La reseña podría terminar ahí. Ese derrumbamiento del agotado contrasta con las aperturas textuales de un protagonista que cuenta su propia decadencia con la pasión de un entomólogo. Esas aperturas tienen como base, como módulo, el párrafo corto y siempre central en su sentencia; como si cada párrafo, en su totalidad, pudiera ser el último. La novela, así, progresa en regresión. Cada párrafo es un gramo de tierra que edifica el túmulo.
En fin, figuraciones que rodean la arquitectura de esta novela por espacios abiertos donde otros personajes se mueven por intereses de supervivencia. Y esa arquitectura adquiere su esplendor siniestro cuando el doctor Carlos expone, en el escenario de una amputación, que “vivimos en un mundo de estructuras. Como en cualquier otra, cuando se extrae una parte de la estructura ósea toda la estructura se ve afectada”. Casi una poética del desprendimiento y la pasividad que arma y desarma este libro.
Muerte, sexo y persecución van enredándose en una trama sinuosa, donde las sorpresas dejan paso a la opresión y a las relaciones de poder.
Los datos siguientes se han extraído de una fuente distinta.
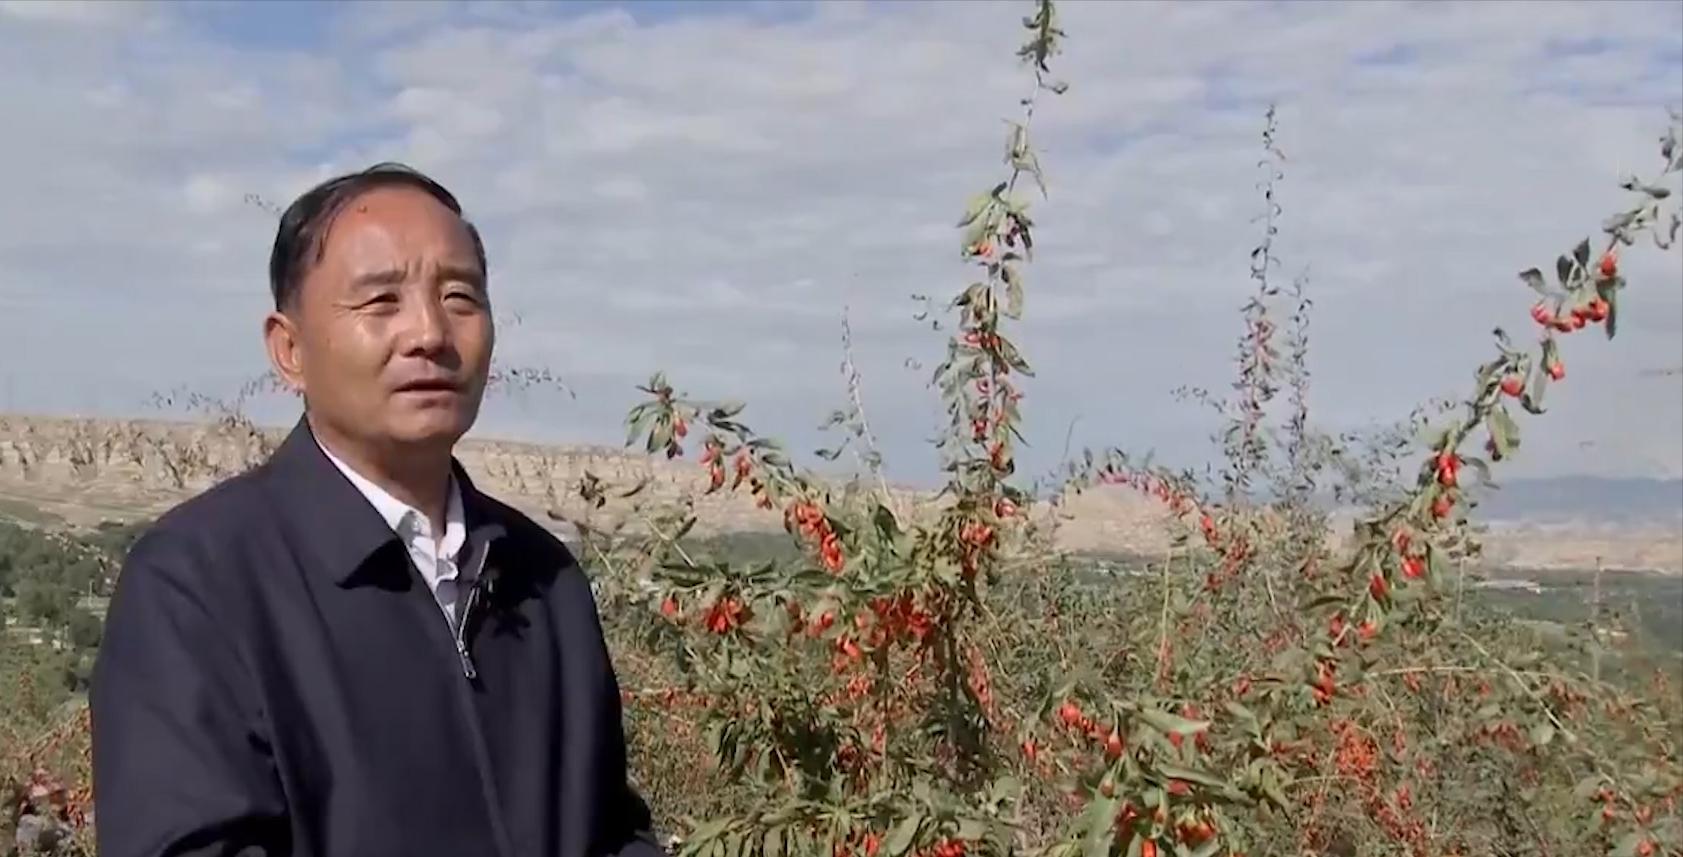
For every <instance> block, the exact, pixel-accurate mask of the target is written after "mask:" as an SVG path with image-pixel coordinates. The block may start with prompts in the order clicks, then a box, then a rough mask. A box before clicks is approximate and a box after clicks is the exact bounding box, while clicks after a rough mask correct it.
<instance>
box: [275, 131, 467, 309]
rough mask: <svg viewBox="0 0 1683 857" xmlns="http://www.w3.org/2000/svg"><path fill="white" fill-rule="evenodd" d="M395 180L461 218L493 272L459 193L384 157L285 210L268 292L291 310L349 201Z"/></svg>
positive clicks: (282, 306) (319, 186)
mask: <svg viewBox="0 0 1683 857" xmlns="http://www.w3.org/2000/svg"><path fill="white" fill-rule="evenodd" d="M390 185H406V187H414V189H417V190H421V192H424V194H427V195H429V197H433V199H436V200H439V202H441V204H443V205H444V207H446V209H449V210H451V212H454V214H456V216H458V217H461V219H463V224H466V227H468V236H471V239H473V254H475V258H476V259H478V263H480V273H483V274H488V273H490V271H488V269H486V264H485V242H483V241H481V239H480V231H478V227H475V226H473V222H470V221H468V219H466V217H463V214H461V204H459V202H458V200H456V195H454V194H451V192H449V190H446V189H444V185H441V184H438V182H436V180H433V178H431V177H427V175H426V173H422V172H421V170H416V168H414V167H409V165H404V163H394V162H384V163H375V165H374V167H369V168H365V170H360V172H353V173H345V175H340V177H337V178H328V180H327V182H321V184H318V185H315V187H311V189H310V190H306V192H305V194H303V195H300V197H298V199H296V200H293V204H291V205H288V207H286V212H283V214H281V226H279V227H278V229H276V231H274V248H273V249H271V251H269V291H271V293H273V296H274V308H276V310H288V308H291V306H293V301H296V300H298V286H300V283H303V278H305V273H308V271H310V266H313V264H316V263H320V261H321V253H323V248H325V244H327V232H328V227H330V226H332V224H333V217H335V216H338V212H340V210H342V209H343V207H345V204H347V202H350V200H353V199H357V197H358V195H362V194H365V192H369V190H374V189H377V187H390Z"/></svg>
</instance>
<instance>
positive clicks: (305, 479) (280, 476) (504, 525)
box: [266, 418, 508, 586]
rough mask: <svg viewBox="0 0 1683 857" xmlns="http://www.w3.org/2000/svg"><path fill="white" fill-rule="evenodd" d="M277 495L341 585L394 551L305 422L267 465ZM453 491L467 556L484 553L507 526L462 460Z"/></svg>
mask: <svg viewBox="0 0 1683 857" xmlns="http://www.w3.org/2000/svg"><path fill="white" fill-rule="evenodd" d="M266 470H268V471H269V478H271V480H273V483H274V487H276V490H278V493H279V500H281V502H279V508H278V512H279V515H283V517H286V519H289V520H293V522H295V524H296V532H300V534H303V535H305V537H306V539H308V540H310V542H311V547H313V549H315V552H316V559H318V561H320V564H321V571H323V572H325V574H328V576H330V578H332V579H333V583H337V584H340V586H352V584H353V583H357V581H358V578H364V576H365V574H369V572H374V571H375V569H379V567H382V566H385V564H375V562H369V559H370V557H374V556H375V554H377V552H379V551H384V549H389V547H390V546H397V547H399V554H402V551H401V549H402V540H401V537H399V535H397V532H394V530H392V527H390V524H387V520H385V519H384V517H382V515H380V512H379V510H375V508H374V505H372V503H370V502H369V498H367V497H364V493H362V492H360V490H357V487H355V485H352V482H350V480H348V478H347V476H345V473H343V471H340V470H338V466H335V465H333V461H332V460H330V458H328V456H327V451H323V450H321V444H320V443H318V441H316V438H315V433H313V431H311V429H310V421H308V418H300V419H298V423H296V424H295V426H293V429H291V433H289V434H288V436H286V439H284V441H281V446H279V448H278V450H276V451H274V455H273V456H269V461H268V465H266ZM451 470H453V471H454V476H456V487H458V490H459V492H461V510H463V520H465V524H466V527H468V551H471V552H478V551H483V549H485V547H486V546H488V544H490V542H493V540H496V539H500V537H503V535H507V532H508V527H507V524H505V522H503V520H502V514H500V512H498V508H496V503H493V502H491V500H490V498H488V497H485V495H483V493H480V490H478V488H476V487H475V485H473V480H471V478H468V473H466V468H463V466H461V461H459V460H456V458H451Z"/></svg>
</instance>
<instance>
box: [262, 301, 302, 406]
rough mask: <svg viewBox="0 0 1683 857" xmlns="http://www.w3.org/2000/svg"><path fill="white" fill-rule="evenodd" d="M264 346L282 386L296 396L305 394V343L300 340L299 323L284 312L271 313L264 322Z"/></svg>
mask: <svg viewBox="0 0 1683 857" xmlns="http://www.w3.org/2000/svg"><path fill="white" fill-rule="evenodd" d="M263 345H264V349H266V350H268V352H269V365H271V367H274V374H276V375H279V379H281V384H286V387H288V389H289V391H293V392H296V394H303V392H305V359H303V343H301V342H300V340H298V323H296V322H295V320H293V318H291V317H289V315H286V313H284V311H279V310H276V311H271V313H269V315H268V317H264V320H263Z"/></svg>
Quien conoce busca las maneras de la posesión y sólo las situaciones imprevisibles tienen la llave para que el protagonista pueda seguir su camino.
Uno podría pensar que todos esos personajes que van hilando la vida del protagonista acordaron de antemano acompañar al que busca su lugar en la fila de los muertos; que son marionetas o menos que empleados de una fuerza destructiva, y que van reconduciendo el zig zag de un hombre que dilapidó sus recursos. La idea de un acuerdo previo es, por lo menos, perturbadora; digamos que el protagonista los roza en su derrumbamiento.
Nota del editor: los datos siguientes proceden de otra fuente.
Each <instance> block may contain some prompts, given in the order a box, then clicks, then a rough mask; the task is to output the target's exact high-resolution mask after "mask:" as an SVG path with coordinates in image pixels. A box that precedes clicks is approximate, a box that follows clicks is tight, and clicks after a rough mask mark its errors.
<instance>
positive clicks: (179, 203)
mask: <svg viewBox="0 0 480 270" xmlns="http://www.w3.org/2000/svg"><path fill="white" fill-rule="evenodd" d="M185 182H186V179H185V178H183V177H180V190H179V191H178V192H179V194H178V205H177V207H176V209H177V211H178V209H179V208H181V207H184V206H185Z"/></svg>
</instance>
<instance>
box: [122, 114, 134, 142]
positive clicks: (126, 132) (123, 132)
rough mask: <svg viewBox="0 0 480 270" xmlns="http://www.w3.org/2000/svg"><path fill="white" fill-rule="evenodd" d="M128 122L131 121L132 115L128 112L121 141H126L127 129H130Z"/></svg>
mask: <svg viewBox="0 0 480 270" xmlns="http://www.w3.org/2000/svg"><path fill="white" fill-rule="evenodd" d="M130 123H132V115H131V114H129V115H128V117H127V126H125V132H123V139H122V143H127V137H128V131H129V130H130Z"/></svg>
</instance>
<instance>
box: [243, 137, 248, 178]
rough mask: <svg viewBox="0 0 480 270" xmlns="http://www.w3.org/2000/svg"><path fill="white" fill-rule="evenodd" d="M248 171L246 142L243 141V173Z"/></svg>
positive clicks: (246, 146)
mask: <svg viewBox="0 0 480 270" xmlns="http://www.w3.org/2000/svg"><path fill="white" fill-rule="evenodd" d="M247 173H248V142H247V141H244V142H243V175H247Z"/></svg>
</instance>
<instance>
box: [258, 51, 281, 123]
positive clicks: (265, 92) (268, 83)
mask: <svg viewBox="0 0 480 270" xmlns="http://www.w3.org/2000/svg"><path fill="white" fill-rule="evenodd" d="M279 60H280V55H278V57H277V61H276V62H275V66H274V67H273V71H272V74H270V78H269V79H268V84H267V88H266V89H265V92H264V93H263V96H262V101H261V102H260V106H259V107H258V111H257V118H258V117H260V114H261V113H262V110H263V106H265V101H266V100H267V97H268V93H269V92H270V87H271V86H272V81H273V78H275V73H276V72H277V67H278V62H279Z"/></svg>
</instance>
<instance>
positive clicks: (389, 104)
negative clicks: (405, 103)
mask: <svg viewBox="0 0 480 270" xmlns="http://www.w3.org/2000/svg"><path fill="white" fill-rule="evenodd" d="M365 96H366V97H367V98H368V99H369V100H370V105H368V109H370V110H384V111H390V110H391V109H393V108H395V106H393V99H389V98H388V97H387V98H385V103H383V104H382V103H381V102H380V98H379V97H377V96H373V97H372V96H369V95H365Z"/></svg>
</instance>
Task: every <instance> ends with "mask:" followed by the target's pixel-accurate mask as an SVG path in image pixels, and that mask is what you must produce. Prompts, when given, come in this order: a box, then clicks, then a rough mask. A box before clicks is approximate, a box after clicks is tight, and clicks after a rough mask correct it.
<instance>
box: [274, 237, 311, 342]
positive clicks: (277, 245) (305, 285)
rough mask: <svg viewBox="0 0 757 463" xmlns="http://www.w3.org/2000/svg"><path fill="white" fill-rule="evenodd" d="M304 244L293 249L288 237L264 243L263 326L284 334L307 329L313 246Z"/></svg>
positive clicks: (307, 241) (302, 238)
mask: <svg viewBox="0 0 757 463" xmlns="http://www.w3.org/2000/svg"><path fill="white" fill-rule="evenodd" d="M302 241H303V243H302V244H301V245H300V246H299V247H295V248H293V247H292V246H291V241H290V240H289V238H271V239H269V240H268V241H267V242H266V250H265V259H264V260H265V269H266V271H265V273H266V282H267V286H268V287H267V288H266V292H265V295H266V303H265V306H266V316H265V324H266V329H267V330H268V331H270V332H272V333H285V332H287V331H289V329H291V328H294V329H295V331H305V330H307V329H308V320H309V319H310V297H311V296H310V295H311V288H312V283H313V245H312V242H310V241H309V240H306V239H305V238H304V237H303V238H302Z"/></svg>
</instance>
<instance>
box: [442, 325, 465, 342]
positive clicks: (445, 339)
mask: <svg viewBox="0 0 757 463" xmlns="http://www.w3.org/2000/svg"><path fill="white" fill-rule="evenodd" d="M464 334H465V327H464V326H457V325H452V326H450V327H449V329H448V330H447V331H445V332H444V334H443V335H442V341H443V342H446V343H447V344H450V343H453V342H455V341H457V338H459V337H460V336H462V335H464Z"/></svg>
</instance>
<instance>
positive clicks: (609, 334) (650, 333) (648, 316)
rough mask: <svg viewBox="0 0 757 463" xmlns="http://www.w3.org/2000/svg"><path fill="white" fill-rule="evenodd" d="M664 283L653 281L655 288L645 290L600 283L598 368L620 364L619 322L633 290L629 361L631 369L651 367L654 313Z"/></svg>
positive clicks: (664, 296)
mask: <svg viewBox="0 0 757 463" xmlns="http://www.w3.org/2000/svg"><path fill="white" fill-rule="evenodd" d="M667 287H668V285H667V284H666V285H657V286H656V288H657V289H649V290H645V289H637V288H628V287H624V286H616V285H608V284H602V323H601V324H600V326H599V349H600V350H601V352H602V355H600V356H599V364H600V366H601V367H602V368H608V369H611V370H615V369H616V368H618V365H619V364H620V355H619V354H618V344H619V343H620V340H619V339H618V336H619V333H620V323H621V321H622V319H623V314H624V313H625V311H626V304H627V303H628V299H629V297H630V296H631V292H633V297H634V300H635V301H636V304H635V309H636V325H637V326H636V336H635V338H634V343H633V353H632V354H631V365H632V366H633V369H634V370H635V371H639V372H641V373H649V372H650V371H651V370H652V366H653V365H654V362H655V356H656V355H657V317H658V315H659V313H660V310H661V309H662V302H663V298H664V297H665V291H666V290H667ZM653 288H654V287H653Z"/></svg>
Si cada viaje novelesco es –en primera instancia– un impulso vital, en Hotel Atlántico asistimos a un decolaje mórbido; se trata más bien de un carreteo a medias voluntarioso, a medias consciente, hacia la oscuridad. “Era como si me hallara inmerso en la noche más oscura”, dice el protagonista justamente cuando está inmerso en la noche más oscura. Donde cada suceso pareciera estar aislado de la suma de experiencia; donde vivir es poco menos que atestiguar, aunque en la huida y a minutos de caerse despierte, por mínimo que sea, un deseo.
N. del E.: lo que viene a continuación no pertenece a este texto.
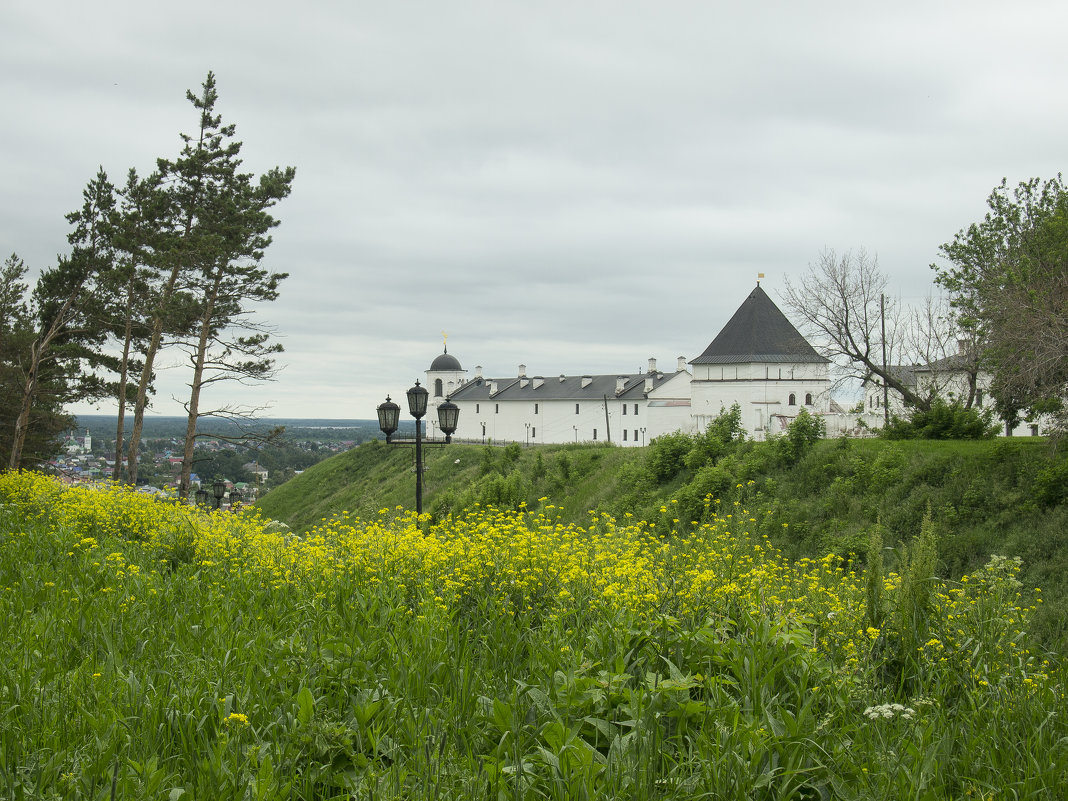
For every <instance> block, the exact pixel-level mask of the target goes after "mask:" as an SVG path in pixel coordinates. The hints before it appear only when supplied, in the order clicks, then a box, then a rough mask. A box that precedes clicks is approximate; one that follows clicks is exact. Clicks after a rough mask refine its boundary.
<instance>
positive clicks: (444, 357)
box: [430, 350, 464, 371]
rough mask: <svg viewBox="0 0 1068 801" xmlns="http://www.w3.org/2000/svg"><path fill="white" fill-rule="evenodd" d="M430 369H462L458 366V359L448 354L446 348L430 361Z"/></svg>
mask: <svg viewBox="0 0 1068 801" xmlns="http://www.w3.org/2000/svg"><path fill="white" fill-rule="evenodd" d="M430 370H434V371H446V370H464V367H461V366H460V362H459V360H458V359H457V358H456V357H455V356H453V355H452V354H450V352H449V351H447V350H446V351H445V352H444V354H442V355H441V356H439V357H438V358H437V359H435V360H434V361H433V362H430Z"/></svg>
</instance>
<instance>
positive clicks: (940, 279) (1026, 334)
mask: <svg viewBox="0 0 1068 801" xmlns="http://www.w3.org/2000/svg"><path fill="white" fill-rule="evenodd" d="M987 205H988V207H989V210H988V213H987V214H986V216H985V217H984V219H983V220H981V221H979V222H976V223H973V224H971V225H969V226H968V227H965V229H962V230H961V231H959V232H958V233H957V234H956V236H955V237H954V238H953V240H952V241H948V242H946V244H944V245H942V246H941V247H940V248H939V251H940V253H941V255H942V257H943V262H942V263H941V264H932V265H931V268H932V269H933V270H935V283H936V285H937V286H938V287H939V288H941V289H942V290H943V292H944V293H945V299H944V300H943V301H938V300H933V299H929V300H928V301H927V302H925V303H923V304H921V305H920V307H916V308H911V309H905V308H902V307H900V304H899V303H898V302H896V300H895V299H894V298H893V297H891V296H889V295H888V294H886V286H888V284H889V277H888V276H886V273H884V272H883V271H882V270H881V269H880V268H879V265H878V260H877V258H876V257H873V256H869V255H868V254H867V253H865V252H864V251H848V252H846V253H835V252H834V251H833V250H828V251H824V252H823V253H821V254H820V256H819V258H818V260H817V262H815V263H814V264H812V265H810V268H808V271H807V273H806V274H805V276H804V278H803V279H802V281H801V282H799V283H797V284H791V283H789V282H787V285H786V290H785V293H784V295H785V298H784V299H785V305H786V308H787V309H788V311H789V312H790V313H791V314H792V315H794V317H795V318H796V319H798V320H799V321H800V323H801V326H802V328H803V329H804V330H805V332H806V333H808V334H810V335H812V336H813V337H814V339H815V340H816V341H817V342H818V343H819V344H820V345H821V347H822V350H823V352H824V355H827V356H828V357H829V358H830V359H832V361H834V362H835V363H836V364H837V365H838V367H839V368H841V377H842V378H844V379H858V380H862V381H863V380H871V379H874V380H875V381H876V382H878V383H879V384H881V386H884V387H886V388H889V389H891V390H893V391H894V392H895V393H897V394H898V395H899V396H900V397H901V398H902V399H904V402H905V405H906V406H907V407H908V408H910V409H911V410H912V412H913V414H915V413H921V414H923V415H925V420H926V419H927V418H938V419H939V420H940V421H941V422H940V425H942V424H949V423H947V422H946V421H947V420H948V418H947V417H946V413H947V411H948V412H951V413H953V412H955V411H956V410H971V409H972V408H973V405H976V404H977V402H978V398H979V393H980V387H979V375H980V374H984V373H985V374H989V375H990V376H991V377H992V382H991V384H990V394H991V395H992V397H993V402H994V408H995V409H996V412H998V415H999V417H1000V418H1001V419H1002V420H1003V421H1004V422H1005V424H1006V426H1007V428H1008V429H1009V430H1010V429H1011V428H1012V427H1015V426H1016V425H1017V424H1019V423H1020V422H1021V420H1023V419H1025V418H1026V419H1034V418H1035V417H1036V415H1040V414H1046V415H1049V417H1048V419H1050V420H1052V421H1053V427H1054V429H1055V430H1059V431H1064V430H1065V429H1066V428H1068V410H1066V406H1065V402H1066V398H1068V188H1066V187H1065V184H1064V182H1063V178H1062V176H1061V175H1057V176H1056V177H1055V178H1051V179H1048V180H1042V179H1040V178H1033V179H1031V180H1026V182H1022V183H1020V184H1019V185H1018V186H1017V187H1015V188H1010V187H1009V186H1008V185H1007V183H1006V182H1005V180H1004V179H1003V180H1002V183H1001V185H1000V186H998V187H995V188H994V190H993V191H992V192H991V194H990V197H989V198H988V201H987ZM909 364H914V365H918V366H924V367H930V366H932V365H936V366H937V365H941V366H942V367H944V368H945V370H944V372H943V376H942V377H943V379H944V382H940V381H939V380H938V378H939V376H938V374H937V371H936V372H931V375H932V376H933V378H935V380H932V381H930V382H927V383H925V384H922V386H920V384H916V383H914V382H910V381H909V379H908V376H907V375H905V371H902V370H901V368H900V366H899V365H909ZM960 377H962V378H963V380H964V384H963V388H962V390H961V389H960V386H959V382H958V379H959V378H960ZM951 386H953V387H955V388H956V389H957V391H956V393H955V396H954V397H947V388H948V387H951ZM965 417H969V415H965ZM971 417H974V415H970V417H969V420H971ZM962 421H963V422H968V421H964V419H963V418H961V419H960V420H958V421H955V422H953V423H952V425H957V424H958V423H961V422H962ZM973 422H974V421H973ZM969 425H971V423H969ZM979 429H981V426H978V427H977V428H976V430H979Z"/></svg>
Deseo: el cuerpo a medias, a punto siempre de la defraudación. Un territorio de excrecencia mística, una mística apenas envolvente, como las revelaciones de Sebastião, el enfermero –figura central, de una potencia semejante al enfermero-entrenador que conocimos en Perros héroes, relato de Mario Bellatin– que sostiene al protagonista y al sostenerlo permite que el viaje siga significándose.
No sé si hay un equivalente brasilero para el chahuitztli, hongo que consume a la planta de maíz hasta secarla y por extensión refiere a “la peste” que le cae a alguien y exige que el caído en desgracia deje todo y se mueva, alejándose, hasta que aparezcan indicios de que el mal, por fin, se ha retirado. Algo de eso tiene el protagonista de Hotel Atlántico: le ha caído el chahuistle, ahora el protagonista es un atractor de lo terrible por donde vaya; lo terrible contaminante, recibido como un esplendor vital que transfigura en opaco, en lo que no se salvará.
Con el aliento del final, João Gilberto Noll (Porto Alegre, 1946) ha construido –de hotel a hotel, que es decir de ninguna parte a ninguna parte– un réquiem impecable.